I was sitting in church with W on my lap. He really is a sweet and low-key baby, and very easy on us in general. He is generally remarkably quiet and content during Sacrament meeting. So I was listening to the speaker with him on my lap, when I felt a sudden warmth. I thought I was merely feeling this warmth through the diaper and our clothes. Oh no. When I lifted him up to see if this required and immediate diaper change or if he might wait the ten minutes that were left in the meeting, I was horrified to find that there was yellow poo dribbling down his chubby leg and on my skirt. It was as if I hadn't even put a diaper on him!

J and I had to quickly put together Operation Remove Poo from the Church Without Attracting Attention. I tried to arrange W's baby blanket both to cover the mess and stop it from spreading. J sent T to walk in front of me, as a sort of shield. So I went awkwardly up the aisle, holding W in an unnatural position and praying that the speaker was so fascinating that no one was looking at us, while T walked a step ahead of me, probably vowing to never provide me with a grandchild.

T went back to join the family and I managed to walk home, carrying W in the same awkward fashion, and get the two of us cleaned and changed. And I rediapered him. Which was something of an act of unaccountable faith, I suppose.
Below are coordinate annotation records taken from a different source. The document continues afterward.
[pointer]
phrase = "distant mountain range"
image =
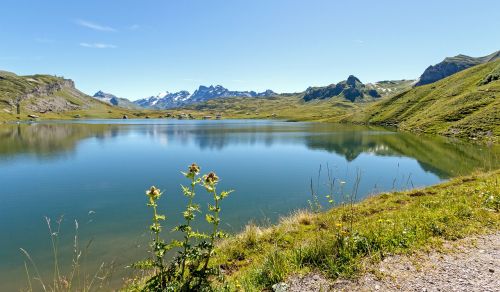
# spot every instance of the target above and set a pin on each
(203, 93)
(116, 101)
(351, 89)
(452, 65)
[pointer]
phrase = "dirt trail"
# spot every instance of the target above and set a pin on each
(474, 265)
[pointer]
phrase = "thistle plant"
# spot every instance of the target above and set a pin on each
(210, 183)
(190, 270)
(189, 214)
(158, 245)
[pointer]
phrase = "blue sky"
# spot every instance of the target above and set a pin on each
(135, 48)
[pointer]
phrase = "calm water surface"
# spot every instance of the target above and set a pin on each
(96, 172)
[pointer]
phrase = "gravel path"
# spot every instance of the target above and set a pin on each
(471, 264)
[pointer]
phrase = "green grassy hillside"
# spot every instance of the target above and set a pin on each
(337, 242)
(466, 104)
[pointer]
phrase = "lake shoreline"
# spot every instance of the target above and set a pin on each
(470, 203)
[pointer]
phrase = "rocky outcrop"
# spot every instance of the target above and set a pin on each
(351, 89)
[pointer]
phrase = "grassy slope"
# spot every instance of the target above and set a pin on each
(12, 86)
(336, 242)
(458, 105)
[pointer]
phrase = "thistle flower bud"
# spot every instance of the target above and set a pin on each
(153, 193)
(211, 178)
(194, 169)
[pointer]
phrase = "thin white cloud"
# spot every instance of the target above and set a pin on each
(134, 27)
(44, 40)
(94, 26)
(97, 45)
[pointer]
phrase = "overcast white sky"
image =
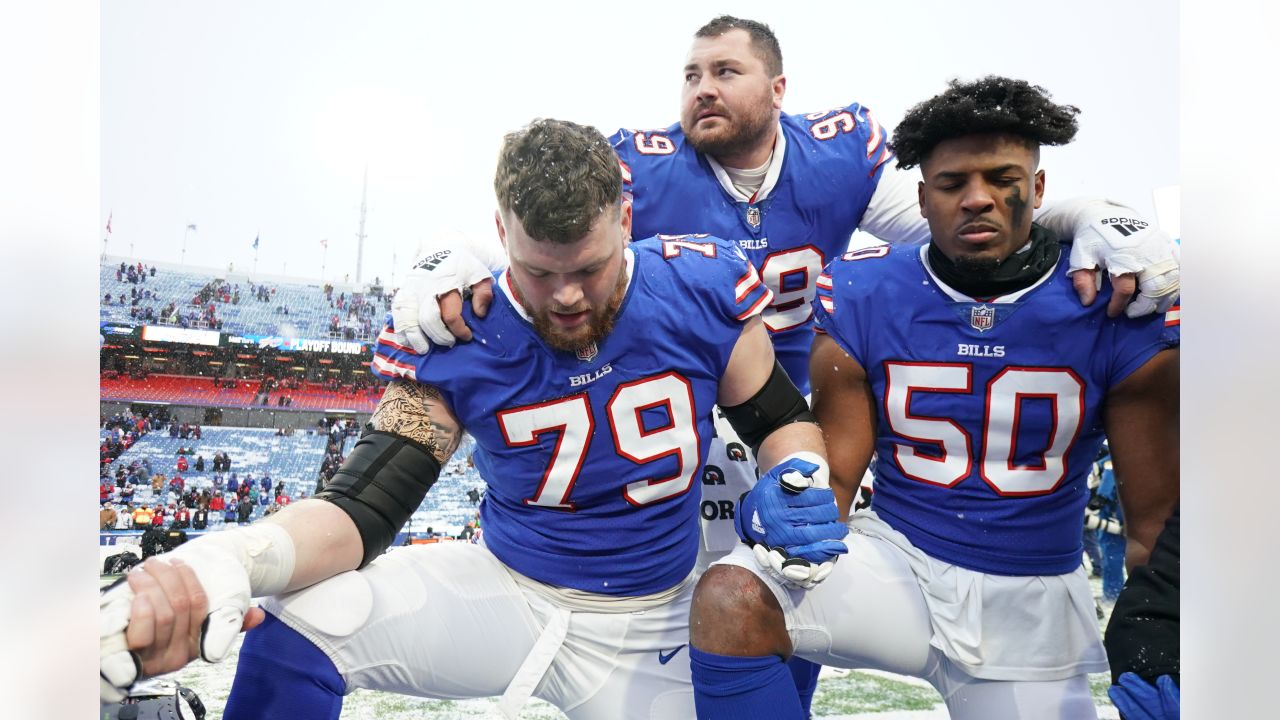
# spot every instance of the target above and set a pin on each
(254, 118)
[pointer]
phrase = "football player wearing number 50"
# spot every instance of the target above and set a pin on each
(983, 393)
(589, 388)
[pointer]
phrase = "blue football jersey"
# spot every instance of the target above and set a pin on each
(590, 456)
(990, 413)
(800, 218)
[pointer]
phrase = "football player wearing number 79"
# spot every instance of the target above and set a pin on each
(589, 388)
(984, 395)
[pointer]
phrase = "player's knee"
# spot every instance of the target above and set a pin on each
(283, 674)
(734, 613)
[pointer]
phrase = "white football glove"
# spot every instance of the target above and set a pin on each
(415, 308)
(224, 582)
(1125, 244)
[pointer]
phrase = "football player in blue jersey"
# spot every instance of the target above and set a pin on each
(983, 395)
(589, 390)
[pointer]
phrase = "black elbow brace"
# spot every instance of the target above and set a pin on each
(778, 402)
(380, 484)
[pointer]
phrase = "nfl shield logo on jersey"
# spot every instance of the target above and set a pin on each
(588, 352)
(982, 318)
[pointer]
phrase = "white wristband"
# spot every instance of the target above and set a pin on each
(265, 550)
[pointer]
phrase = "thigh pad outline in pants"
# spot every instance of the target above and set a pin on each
(973, 698)
(443, 620)
(625, 666)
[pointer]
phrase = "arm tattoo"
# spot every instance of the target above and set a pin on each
(419, 413)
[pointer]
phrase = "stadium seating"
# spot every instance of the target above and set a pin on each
(184, 390)
(296, 460)
(309, 309)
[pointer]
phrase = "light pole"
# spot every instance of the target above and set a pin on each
(187, 232)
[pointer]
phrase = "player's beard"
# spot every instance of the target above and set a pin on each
(593, 331)
(737, 135)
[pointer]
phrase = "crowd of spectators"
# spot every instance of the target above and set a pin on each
(338, 432)
(173, 501)
(122, 431)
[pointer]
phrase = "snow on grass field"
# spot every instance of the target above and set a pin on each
(842, 695)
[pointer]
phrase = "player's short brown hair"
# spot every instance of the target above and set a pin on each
(557, 177)
(763, 41)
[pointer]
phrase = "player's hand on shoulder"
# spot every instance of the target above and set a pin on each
(1142, 259)
(428, 306)
(168, 611)
(791, 522)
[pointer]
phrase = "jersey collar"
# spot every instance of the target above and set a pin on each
(771, 178)
(507, 290)
(961, 297)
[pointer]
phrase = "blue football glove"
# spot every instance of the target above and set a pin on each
(791, 522)
(1137, 700)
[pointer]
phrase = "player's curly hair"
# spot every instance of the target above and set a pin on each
(763, 41)
(990, 105)
(557, 177)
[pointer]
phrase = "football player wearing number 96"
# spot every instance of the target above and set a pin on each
(589, 388)
(983, 393)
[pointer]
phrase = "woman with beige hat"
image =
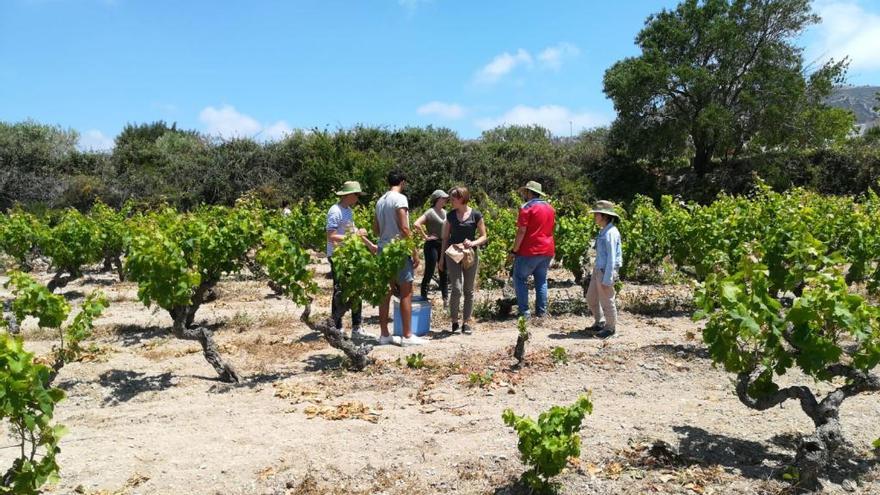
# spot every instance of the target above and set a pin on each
(431, 224)
(609, 259)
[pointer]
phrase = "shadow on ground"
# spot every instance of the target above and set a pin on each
(759, 461)
(125, 385)
(324, 362)
(678, 350)
(135, 334)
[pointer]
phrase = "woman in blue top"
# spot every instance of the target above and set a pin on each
(609, 259)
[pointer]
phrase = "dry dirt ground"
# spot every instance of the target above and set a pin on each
(147, 415)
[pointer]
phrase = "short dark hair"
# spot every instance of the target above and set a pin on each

Good thing the kid's so dang cute.

Monday, April 25, 2011

Language acquisition with B!

I showed the video from my last post to N and B, and they were predictably thrilled to see their very own mugs on an electronic screen. B's little eyebrows shot up, and he excitedly exclaimed, "It's me and...! It's we! It's... it's..." He floundered, obviously sure that there was a some pronoun, somewhere, that would include himself and the siblings also in the video with him in one neat, monosyllabic package. He just didn't know, or couldn't remember, what it was. But he was undaunted. He was brilliant. He was impressive. I could see his mind working, scanning his little lexicon like my computer scanning for viruses, and when he came up short, he applied his version of Grammar Rules I Know Thus Far and settled on shouting, with unmitigated delight, "It's mes!"

How cool is that? I don't remember learning English, but I remember when I first started learning Japanese. If I didn't know how to express something, it was hard for me forge on, undaunted. I was typically very daunted. Too bad I wasn't more like B and other little language-learning children. And how impressive is it that a not-quite-three-year-old can do this? It's really quite sophisticated if you think about it. "I don't know this word I want to use, but I know the pronoun 'me,' and the word I want is like 'me,' but there are other people with me, so it's more than 'me'... so I'll make 'me' plural! I know how to make plurals!" And so we get "mes." Fantabulous.

"That's right, B." I said. "It's you, and N, and W! So say, 'It's us!'"

And that got me the best smile of all. "Yeah. It's us!" he replied. With great satisfaction.

He may move on to "us," but I will always remember "mes."


Climbing over every language obstacle...

Wednesday, April 20, 2011

A short post with two big brothers and a baby.


The other day I was checking my email when I noticed the almost-melodic sound of a 5-year-old and a 2.5-year-old singing. So I turned around and witnessed N and B singing "Heads, Shoulders, Knees and Toes" to baby W, much to his delight.


I had been feeling a bit blue, but at that moment all I could feel was very lucky to be me. Seeing my children love each other and enjoy each other's company is the best mood-lifter. I'm glad video exists, so that I can have that little episode forever.

Even with that teensy communication breakdown B exhibited at the end there in the video.

Well, see, life is good. It just ain't perfect.